Decision Tree Output Troubleshooting

When you analyze the results of a Decision Tree Model, keep in mind the most important assessment factors.

Assessing a Decision Tree

When analyzing the results of a Decision Tree Model, the most important assessment factors are as follows.
  • It scores well outside of the training data (indicated by the ROC, LIFT, and Goodness of Fit Scoring Operators).
  • It avoids the single-node, repetition, and unbalanced tree scenarios.
  • It is easily interpretable.
  • It makes sense intuitively.

There are a few Decision Tree Operator output results that would make a modeler question the validity of the Decision Tree model, including single-tree nodes, repetition, and replication.

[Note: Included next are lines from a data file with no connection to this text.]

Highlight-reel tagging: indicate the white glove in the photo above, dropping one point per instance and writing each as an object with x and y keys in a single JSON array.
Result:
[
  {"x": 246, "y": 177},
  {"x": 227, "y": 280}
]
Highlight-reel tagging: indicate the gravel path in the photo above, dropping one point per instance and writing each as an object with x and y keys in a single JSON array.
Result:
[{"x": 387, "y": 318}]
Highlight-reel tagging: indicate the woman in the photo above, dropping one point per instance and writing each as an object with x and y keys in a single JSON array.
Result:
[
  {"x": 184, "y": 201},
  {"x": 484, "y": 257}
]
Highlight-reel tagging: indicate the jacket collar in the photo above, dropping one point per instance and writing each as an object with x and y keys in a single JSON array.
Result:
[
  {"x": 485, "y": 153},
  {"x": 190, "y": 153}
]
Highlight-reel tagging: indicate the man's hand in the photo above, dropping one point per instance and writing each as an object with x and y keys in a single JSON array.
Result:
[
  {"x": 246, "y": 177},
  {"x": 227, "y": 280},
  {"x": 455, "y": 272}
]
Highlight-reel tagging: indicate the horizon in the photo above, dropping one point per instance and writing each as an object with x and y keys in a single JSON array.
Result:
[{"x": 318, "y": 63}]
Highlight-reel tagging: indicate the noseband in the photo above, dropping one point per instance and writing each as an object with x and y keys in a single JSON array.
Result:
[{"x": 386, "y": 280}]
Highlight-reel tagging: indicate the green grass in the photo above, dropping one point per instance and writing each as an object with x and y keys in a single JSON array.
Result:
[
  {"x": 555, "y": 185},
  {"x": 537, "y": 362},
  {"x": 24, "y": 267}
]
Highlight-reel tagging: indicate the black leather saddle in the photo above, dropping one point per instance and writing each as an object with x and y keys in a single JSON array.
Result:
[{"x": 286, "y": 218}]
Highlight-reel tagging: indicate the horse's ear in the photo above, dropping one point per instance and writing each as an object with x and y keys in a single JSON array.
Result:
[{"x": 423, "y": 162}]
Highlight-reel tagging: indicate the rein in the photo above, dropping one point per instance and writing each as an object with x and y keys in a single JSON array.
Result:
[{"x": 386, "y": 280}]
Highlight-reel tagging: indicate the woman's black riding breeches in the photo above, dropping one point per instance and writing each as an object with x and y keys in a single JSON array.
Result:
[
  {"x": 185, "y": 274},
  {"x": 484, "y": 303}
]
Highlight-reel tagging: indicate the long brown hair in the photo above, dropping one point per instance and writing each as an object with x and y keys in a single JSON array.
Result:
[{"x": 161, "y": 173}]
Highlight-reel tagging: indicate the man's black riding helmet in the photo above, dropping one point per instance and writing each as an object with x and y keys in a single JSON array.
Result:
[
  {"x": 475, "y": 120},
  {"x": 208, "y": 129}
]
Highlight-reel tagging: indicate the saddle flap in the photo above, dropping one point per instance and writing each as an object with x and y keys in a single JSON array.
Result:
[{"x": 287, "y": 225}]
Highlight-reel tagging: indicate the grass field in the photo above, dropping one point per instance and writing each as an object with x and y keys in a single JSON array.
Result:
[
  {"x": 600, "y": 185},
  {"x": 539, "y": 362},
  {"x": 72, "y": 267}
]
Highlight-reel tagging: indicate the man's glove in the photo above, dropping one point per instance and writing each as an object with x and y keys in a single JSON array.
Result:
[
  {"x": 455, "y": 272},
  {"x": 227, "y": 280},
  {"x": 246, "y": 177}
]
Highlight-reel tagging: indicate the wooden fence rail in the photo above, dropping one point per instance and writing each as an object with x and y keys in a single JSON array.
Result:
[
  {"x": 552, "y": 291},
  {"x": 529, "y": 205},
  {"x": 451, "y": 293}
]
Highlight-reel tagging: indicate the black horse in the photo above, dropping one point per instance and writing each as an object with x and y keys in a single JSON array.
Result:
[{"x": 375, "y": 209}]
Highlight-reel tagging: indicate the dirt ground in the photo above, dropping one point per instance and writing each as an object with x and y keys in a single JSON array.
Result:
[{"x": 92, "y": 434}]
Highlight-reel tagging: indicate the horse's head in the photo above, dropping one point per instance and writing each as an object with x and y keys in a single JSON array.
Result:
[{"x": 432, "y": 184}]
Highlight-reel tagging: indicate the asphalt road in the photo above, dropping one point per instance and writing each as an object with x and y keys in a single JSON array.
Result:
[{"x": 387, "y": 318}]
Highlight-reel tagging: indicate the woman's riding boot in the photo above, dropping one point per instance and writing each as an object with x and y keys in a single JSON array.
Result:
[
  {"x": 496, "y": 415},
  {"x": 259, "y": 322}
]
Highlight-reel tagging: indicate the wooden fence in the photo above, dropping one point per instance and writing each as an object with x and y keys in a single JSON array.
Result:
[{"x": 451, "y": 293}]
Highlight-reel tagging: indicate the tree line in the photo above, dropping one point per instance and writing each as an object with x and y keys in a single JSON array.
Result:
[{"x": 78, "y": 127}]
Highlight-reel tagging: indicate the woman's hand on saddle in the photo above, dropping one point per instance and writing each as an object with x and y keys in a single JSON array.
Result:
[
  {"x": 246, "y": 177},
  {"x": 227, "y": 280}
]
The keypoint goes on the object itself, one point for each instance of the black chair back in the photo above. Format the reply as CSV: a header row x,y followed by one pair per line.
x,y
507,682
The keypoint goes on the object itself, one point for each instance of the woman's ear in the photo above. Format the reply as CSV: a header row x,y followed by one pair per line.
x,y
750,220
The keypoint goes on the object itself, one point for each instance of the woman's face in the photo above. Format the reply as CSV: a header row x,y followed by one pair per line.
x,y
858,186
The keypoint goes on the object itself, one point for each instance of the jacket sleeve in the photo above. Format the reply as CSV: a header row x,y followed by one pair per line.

Single-node trees, repetition, or replication conditions might indicate to the modeler that a different form of modeling should be used instead of Decision Trees.

Single Tree Nodes
For the extreme case of data that does not have any sort of classification structure to it, the Decision Tree output would simply be a single-node tree that assigns elements the label of the most frequently occurring class.
Repetition
Another anomaly that might be seen for Decision Tree output is a tree with repetition, whereby an attribute is repeatedly tested along a given branch of a tree. For example, the following tree shows the attribute age repeatedly being compared to different threshold values down the tree.



Replication
Another problem to watch out for is when replication or duplicate sub-trees exist within a tree. This issue could be potentially solved by creating combination variables, or it could be an acceptable model with the replication.